CoreWeave maintains SOC 2, HIPAA, GDPR, ISO 27001 certifications, making it suitable for regulated workloads. HIPAA compliance is particularly important for healthcare and medical AI applications. SOC 2 certification demonstrates strong security controls for handling sensitive data. Contact CoreWeave directly for detailed compliance documentation and BAA agreements if needed.

Can I use NVIDIA L40 with Kubernetes on CoreWeave?

Yes, CoreWeave supports Kubernetes for orchestrating NVIDIA L40 workloads. This enables you to deploy scalable ML pipelines, manage distributed training jobs across multiple GPUs, and integrate with MLOps tools like Kubeflow, Argo Workflows, and KServe. Kubernetes support is essential for teams building production-grade ML infrastructure.

What are the specifications of the NVIDIA L40?

The NVIDIA L40 features 48GB of high-bandwidth memory, built on NVIDIA's Ada Lovelace architecture. As an enterprise-tier GPU, it's designed for large-scale AI training, inference at scale, and demanding HPC workloads. The substantial VRAM capacity supports large language models, complex neural networks, and multi-model deployments.

What workloads is NVIDIA L40 on CoreWeave best suited for?

The NVIDIA L40 on CoreWeave is well-suited for large-scale AI/ML training, LLM fine-tuning, batch inference at scale, and high-performance computing workloads. CoreWeave specifically excels at: Sophisticated engineering teams training LLMs at scale; VFX studios requiring burst rendering capacity. Consider your model size, training data volume, and latency requirements when evaluating this combination for your specific use case.

Does CoreWeave offer reserved instances for NVIDIA L40?

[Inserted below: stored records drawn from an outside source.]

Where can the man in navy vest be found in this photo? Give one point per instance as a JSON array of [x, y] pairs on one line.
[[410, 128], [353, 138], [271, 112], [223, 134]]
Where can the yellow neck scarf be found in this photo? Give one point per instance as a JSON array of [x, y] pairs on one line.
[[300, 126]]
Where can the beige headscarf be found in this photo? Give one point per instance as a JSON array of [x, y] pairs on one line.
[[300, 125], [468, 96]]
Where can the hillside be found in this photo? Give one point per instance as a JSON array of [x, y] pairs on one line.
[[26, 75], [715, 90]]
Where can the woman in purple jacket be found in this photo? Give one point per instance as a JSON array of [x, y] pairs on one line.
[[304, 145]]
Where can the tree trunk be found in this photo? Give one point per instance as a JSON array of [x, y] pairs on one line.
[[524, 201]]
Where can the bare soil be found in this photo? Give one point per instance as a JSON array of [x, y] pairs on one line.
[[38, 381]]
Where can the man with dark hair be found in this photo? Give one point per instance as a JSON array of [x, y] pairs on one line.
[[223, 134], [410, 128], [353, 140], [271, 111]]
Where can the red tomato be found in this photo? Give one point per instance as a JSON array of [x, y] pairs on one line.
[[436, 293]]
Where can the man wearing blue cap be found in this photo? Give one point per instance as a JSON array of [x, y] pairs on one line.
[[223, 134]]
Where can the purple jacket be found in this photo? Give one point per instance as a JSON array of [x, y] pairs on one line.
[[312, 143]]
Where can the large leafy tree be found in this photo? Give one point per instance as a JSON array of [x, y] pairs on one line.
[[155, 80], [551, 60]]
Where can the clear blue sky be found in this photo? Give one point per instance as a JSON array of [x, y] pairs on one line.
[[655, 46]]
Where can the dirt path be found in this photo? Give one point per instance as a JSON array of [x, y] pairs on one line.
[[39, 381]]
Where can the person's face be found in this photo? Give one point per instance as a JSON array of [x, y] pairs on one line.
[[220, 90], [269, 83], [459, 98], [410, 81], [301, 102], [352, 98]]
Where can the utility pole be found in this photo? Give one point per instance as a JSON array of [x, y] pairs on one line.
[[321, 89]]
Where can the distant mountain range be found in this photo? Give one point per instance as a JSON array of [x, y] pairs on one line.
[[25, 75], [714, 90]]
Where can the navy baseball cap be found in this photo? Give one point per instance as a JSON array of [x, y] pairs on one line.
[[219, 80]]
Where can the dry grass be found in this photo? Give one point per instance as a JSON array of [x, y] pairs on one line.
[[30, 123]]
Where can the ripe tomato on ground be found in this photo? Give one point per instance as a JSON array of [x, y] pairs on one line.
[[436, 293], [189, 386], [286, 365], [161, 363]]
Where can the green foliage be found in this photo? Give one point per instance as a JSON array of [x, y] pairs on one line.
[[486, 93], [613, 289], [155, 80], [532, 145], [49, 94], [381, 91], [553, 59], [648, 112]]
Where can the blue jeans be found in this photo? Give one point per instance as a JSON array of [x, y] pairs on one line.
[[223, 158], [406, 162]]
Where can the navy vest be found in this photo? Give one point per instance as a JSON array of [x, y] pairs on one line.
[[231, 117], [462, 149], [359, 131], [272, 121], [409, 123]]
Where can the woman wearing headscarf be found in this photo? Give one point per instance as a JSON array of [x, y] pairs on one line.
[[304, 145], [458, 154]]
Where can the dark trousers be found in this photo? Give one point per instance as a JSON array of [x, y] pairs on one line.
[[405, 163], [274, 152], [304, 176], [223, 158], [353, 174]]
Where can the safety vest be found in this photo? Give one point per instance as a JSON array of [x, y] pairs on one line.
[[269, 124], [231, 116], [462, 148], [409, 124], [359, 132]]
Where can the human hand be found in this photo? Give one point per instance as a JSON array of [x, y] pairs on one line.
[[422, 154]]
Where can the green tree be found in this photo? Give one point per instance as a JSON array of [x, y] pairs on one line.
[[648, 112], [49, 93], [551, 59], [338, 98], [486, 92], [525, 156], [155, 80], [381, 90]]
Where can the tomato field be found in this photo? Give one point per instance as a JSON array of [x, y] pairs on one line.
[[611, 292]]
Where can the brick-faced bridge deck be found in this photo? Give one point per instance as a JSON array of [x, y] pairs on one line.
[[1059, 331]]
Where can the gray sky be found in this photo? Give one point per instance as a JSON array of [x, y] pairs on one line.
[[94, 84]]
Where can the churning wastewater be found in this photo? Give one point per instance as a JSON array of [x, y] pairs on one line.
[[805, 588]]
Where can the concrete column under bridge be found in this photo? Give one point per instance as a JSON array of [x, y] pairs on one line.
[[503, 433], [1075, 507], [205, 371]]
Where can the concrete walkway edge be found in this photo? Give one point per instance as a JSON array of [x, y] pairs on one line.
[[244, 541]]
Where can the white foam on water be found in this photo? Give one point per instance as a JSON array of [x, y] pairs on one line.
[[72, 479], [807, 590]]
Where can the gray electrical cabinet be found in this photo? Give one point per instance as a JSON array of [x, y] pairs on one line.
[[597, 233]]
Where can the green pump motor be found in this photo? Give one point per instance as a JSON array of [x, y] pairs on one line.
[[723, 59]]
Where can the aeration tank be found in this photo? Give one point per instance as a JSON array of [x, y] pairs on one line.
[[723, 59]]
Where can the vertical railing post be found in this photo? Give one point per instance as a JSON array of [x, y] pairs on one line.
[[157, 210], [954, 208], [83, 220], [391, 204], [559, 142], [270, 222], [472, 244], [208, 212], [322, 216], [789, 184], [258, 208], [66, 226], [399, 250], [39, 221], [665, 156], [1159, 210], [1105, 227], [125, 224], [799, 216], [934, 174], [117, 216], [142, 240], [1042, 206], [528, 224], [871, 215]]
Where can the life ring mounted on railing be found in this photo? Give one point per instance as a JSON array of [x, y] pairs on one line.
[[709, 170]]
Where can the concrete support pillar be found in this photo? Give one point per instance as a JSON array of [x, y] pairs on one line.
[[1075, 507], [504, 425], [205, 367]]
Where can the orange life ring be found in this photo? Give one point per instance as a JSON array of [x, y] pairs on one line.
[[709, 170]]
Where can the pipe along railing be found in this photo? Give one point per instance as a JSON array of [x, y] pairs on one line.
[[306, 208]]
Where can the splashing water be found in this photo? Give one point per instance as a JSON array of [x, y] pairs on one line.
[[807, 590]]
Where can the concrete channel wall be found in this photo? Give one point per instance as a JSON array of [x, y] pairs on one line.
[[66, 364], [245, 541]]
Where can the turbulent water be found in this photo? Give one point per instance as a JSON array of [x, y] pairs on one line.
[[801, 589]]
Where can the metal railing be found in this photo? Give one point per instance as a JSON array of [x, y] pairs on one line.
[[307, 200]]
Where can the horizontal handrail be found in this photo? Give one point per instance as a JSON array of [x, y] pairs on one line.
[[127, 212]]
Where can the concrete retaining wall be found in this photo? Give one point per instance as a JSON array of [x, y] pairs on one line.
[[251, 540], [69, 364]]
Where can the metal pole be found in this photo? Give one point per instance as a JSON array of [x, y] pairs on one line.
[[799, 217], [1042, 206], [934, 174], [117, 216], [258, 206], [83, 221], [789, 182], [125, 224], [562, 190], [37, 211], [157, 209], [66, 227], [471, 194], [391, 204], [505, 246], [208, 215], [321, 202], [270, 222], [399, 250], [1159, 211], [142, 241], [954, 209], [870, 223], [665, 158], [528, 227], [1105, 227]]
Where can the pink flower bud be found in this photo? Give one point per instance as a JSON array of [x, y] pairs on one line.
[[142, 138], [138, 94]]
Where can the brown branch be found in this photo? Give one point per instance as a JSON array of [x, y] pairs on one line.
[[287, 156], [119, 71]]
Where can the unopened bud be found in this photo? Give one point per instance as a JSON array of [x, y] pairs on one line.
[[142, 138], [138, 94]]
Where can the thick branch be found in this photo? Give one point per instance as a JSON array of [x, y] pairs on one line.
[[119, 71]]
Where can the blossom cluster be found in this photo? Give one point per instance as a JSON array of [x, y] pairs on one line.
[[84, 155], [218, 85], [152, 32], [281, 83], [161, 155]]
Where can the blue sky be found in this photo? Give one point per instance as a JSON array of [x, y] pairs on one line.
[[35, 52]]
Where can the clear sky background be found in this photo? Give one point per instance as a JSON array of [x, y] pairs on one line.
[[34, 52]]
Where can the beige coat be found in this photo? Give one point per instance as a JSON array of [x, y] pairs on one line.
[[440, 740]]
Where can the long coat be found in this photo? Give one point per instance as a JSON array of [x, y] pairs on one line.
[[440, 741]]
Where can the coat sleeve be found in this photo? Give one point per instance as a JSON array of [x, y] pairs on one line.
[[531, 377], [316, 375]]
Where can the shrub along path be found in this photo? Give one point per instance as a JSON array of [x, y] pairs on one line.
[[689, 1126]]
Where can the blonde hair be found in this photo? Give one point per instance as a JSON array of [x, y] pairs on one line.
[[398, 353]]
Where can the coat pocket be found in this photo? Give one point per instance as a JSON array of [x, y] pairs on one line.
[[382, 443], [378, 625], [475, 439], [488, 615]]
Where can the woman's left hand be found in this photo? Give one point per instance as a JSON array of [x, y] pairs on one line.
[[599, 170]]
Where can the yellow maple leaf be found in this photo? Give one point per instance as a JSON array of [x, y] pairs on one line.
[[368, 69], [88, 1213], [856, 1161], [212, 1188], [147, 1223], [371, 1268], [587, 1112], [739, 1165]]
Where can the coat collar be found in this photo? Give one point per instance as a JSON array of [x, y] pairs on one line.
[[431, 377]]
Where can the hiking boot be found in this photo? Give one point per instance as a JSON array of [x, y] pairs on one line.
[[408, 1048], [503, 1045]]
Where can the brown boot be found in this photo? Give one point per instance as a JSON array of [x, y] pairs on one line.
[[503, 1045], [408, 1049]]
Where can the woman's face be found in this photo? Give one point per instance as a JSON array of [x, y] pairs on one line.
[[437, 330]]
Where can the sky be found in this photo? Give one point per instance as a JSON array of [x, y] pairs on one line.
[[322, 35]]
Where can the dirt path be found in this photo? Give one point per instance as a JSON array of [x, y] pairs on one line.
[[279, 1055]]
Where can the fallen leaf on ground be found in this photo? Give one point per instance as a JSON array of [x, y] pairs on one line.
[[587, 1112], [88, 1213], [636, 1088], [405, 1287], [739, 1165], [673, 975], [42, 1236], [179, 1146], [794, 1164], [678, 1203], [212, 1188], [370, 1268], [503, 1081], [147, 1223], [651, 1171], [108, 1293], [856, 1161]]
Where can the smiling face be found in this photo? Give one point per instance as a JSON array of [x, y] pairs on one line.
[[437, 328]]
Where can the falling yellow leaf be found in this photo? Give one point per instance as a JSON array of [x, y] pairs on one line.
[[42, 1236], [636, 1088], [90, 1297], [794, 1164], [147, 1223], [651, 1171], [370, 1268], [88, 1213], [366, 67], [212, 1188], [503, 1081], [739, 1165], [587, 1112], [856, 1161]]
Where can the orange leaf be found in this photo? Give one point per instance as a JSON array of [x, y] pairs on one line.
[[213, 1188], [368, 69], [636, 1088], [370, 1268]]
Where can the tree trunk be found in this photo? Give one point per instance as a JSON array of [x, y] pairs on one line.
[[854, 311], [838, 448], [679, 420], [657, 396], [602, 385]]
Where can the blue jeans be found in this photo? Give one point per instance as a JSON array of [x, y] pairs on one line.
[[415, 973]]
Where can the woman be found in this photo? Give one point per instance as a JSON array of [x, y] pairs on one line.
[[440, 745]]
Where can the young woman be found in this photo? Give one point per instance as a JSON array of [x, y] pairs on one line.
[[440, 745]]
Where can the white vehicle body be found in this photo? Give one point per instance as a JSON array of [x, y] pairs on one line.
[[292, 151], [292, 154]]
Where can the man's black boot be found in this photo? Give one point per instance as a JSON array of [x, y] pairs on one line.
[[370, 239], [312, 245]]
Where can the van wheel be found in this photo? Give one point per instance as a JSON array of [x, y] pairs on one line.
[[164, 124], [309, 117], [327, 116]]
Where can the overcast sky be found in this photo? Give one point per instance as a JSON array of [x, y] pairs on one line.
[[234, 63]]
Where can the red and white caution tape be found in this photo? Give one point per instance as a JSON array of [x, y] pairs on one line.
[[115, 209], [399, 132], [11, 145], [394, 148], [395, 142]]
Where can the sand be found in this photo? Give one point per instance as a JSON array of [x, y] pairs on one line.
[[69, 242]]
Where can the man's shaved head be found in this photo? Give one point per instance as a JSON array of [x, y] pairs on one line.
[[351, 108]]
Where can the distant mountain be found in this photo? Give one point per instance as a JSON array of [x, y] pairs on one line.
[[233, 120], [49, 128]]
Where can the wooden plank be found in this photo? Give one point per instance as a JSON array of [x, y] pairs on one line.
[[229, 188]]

Yes, CoreWeave offers reserved instance pricing for NVIDIA L40, which can provide significant discounts (typically 20-40% off on-demand rates) for committed usage periods. Reserved instances are ideal for predictable, long-running workloads like production inference services, ongoing training pipelines, or development environments that run continuously. Contact CoreWeave for current reserved pricing and commitment terms.

What unique features does CoreWeave offer for NVIDIA L40?

CoreWeave differentiates itself with: Kubernetes-native architecture; Access to massive-scale InfiniBand clusters. These features may provide advantages depending on your specific workflow requirements and technical needs. Evaluate how these capabilities align with your ML infrastructure goals when making your decision.

How do I get started with NVIDIA L40 on CoreWeave?

To get started with NVIDIA L40 on CoreWeave, visit https://www.coreweave.com?utm_source=gpuperhour&utm_medium=referral to create an account. Most providers offer a straightforward signup process, and some provide initial credits for new users. Once registered, you can typically launch a NVIDIA L40 instance within minutes through their dashboard or API. We recommend starting with a small experiment to familiarize yourself with the platform before scaling up to larger workloads.

Related Pages

Compare L40 Across Providers

The L40 is available from 16 providers on GPUPerHour. CoreWeave charges $1.25/hr. Here is how other providers compare:

For a full comparison across all providers, see the L40 rental page. See all GPUs on CoreWeave.